# Preprocessing

### Préparation des colonnes pré existantes

In [None]:
import pandas as pd
import numpy as np
from scipy.stats import kurtosis
from sklearn.preprocessing import StandardScaler, OneHotEncoder
from sklearn.compose import ColumnTransformer
import torch


# ---------------------------
# CONFIG
# ---------------------------
file_path = "pf_2020-03-30_filtered_downsampled.csv"

time_col = "time"        # nom de la colonne datetime dans le csv
amp_col = "amplitude"           # si None, automatiquement détecté ou calculé
fs = 1/60                   # 1/60 Hz (1 minute)
win_min = 10         # window pour features (10 minutes)
step_minuts = 10        # step (ici non chevauché). mettre < win_min pour chevauchement
env_window = 200         # smoothing median window (200 valeurs)
min_rows_for_env = env_window
seq_length = 60       # longueur des séquences pour le modèle (en minutes)
batch_size = 64
device = "cuda" if torch.cuda.is_available() else "cpu"

# Classe mapping (modifiable)
# Par défaut : classes (0..4) :
# 0 => delay > 24h
# 1 => 16h < delay <= 24h
# 2 => 1h < delay <= 12h
# 3 => 0h < delay <= 1h
# 4 => delay <= 0h (en cours)
# NOTE: ceci est paramétrable ci-dessous
thresholds_hours = {
    "0": 0,
    "1": 1,
    "2": 12,
    "3": 16,
    "4": 24
}

# ---------------------------
# 1. Lecture, homogénéisation titre colonnes et colonnes temporelles
# ---------------------------
df = pd.read_csv(file_path)
df.columns = [c.strip().lower() for c in df.columns]
# ---------------------------
# Division de la colonne "time"
# ---------------------------
df[time_col] = pd.to_datetime(df[time_col], errors="coerce")
if df[time_col].isna().any():
    raise ValueError("Des valeurs non parsables dans la colonne time. Vérifier le format.")
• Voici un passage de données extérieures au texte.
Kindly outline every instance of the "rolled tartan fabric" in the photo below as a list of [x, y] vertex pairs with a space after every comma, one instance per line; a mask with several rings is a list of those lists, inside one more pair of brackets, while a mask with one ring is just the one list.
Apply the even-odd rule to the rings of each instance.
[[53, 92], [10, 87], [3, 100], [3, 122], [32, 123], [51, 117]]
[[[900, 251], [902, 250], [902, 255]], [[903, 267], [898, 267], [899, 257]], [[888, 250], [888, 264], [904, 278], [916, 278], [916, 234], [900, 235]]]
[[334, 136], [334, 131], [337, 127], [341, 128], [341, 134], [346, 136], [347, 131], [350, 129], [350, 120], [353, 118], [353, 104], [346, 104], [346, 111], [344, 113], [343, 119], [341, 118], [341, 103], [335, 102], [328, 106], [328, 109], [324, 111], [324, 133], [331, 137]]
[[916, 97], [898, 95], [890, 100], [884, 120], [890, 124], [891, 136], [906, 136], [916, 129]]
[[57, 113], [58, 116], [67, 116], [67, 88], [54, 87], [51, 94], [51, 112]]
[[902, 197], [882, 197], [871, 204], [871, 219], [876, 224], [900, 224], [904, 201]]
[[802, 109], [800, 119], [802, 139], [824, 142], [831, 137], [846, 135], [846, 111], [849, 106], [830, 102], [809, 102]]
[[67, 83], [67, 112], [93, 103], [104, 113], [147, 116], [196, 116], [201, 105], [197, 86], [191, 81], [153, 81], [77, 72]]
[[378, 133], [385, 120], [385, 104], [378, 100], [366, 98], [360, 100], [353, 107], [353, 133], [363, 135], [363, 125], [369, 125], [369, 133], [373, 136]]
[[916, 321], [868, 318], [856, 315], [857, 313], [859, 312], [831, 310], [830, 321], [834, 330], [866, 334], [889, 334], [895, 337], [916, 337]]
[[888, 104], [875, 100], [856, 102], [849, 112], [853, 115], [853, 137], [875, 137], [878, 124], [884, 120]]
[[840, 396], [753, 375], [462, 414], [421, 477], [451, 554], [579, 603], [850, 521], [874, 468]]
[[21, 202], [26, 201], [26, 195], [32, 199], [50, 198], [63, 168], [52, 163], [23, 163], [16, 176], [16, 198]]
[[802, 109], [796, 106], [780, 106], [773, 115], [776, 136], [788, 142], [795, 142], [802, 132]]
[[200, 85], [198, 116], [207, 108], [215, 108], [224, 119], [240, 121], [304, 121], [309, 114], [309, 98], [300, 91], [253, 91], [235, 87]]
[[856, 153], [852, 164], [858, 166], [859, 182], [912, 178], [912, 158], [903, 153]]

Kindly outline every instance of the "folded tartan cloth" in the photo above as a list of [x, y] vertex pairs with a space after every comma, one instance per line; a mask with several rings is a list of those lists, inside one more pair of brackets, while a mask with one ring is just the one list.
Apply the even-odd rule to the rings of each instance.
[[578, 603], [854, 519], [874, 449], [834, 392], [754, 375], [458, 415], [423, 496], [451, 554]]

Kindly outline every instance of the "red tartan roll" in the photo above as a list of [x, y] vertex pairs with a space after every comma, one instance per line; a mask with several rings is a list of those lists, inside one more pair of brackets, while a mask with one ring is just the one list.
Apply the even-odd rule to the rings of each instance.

# ajouter year/month/day/hour pour le modèle (toujours numériques)
df["year"]  = df[time_col].dt.year.astype(np.int16)
df["month"] = df[time_col].dt.month.astype(np.int8)
df["day"]   = df[time_col].dt.day.astype(np.int8)
df["hour"]  = df[time_col].dt.hour.astype(np.int8)
df["minute"]= df[time_col].dt.minute.astype(np.int8)
df["seconde"]= df[time_col].dt.second.astype(np.int8)


start = pd.to_datetime('2020-04-02T08:20:00.000000Z') #Date de début de l'éruption
end = pd.to_datetime('2020-04-06T09:30:00.000000Z') #Date de fin de l'éruption

default_case = pd.NaT

conditions = [
    (df[time_col] > end),                           # 1. APRÈS l'intervalle
    (df[time_col] >= start) & (df[time_col] <= end) # 2. PENDANT l'intervalle
]
choices = [
    pd.NaT,          # 1. Si APRÈS -> NaN
    pd.Timedelta(0)  # 2. Si PENDANT -> 0
]

df['delai_eruption'] = np.select(conditions, choices, default=pd.NaT)


# suppression de la colonne time suite à sa division
df.drop("time", axis = 1)

# ---------------------------
#Extraction du type de composante : horizontale ou verticale
# ---------------------------
def type_component(channel):
    c = str(channel).upper()

    # EHZ, SHZ, BHZ, HHZ → verticale
    if c.endswith("Z"):
        return "vertical"

    # HHE, HHN, EHE, etc → horizontale
    return "horizontal"

df["component_type"] = df["channel"].apply(type_component)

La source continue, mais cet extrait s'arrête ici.